My way of practicing English is simple: I watch one episode of the CBS Evening News every day. The hard part is the word "every" — humans are lazy — so I wrote the whole pipeline to take that decision away from me.

What happens before I wake up

Starting at 09:00 local time, a worker on the home server polls @CBSEveningNews every two hours for a new full broadcast. When it finds one, it calls yt-dlp to pull stream 137 (1080p H.264 video) and stream 140 (m4a audio at 128k), then repackages them with ffmpeg:

ffmpeg -i input.mp4 -c copy -movflags +faststart output.mp4

The +faststart flag moves the moov atom to the head of the file. Without that, the browser can't start seeking until the entire file is downloaded — which kills the experience of "rewind to that one sentence I want to listen to again."
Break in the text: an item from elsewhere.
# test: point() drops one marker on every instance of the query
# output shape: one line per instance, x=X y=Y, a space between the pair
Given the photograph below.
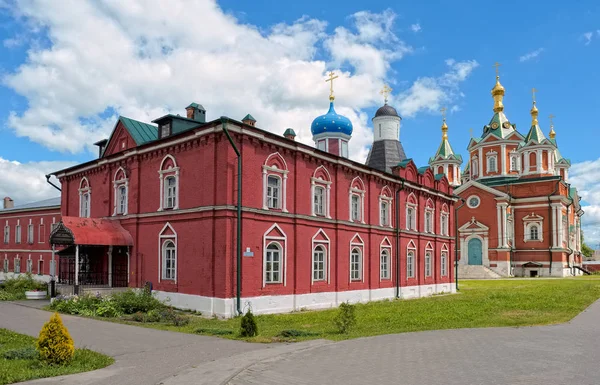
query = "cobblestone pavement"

YouTube's auto-generated captions are parsed into a subtitle_cues table, one row per cue with start/end and English text. If captions are missing for a given day, a second worker fires at 02:00 and runs faster-whisper base.en (int8 quantized) at low priority over the audio track. It costs an extra fifteen minutes of CPU time and never starves the daytime web server.

What I do when I wake up

I open the browser. The video is already there. Bilingual subtitles sit beneath it; click any English word and the offline ECDICT — about 770,000 entries — returns a definition in under 100 ms. The handful of words ECDICT doesn't know fall back to dictionaryapi.dev. New words save to a personal vocab list that exports to CSV or directly to an Anki deck.

The mode I use most is dictation. The audio plays, the subtitles are hidden, I type what I hear into an input box, and on submit it diffs my line against the cue and highlights what I got wrong. It's the only thing I've found that consistently catches words I think I heard right but didn't.

The frontend has no build chain. Just HTML and ES modules. I didn't want a Raspberry Pi running webpack every time I edit a stylesheet.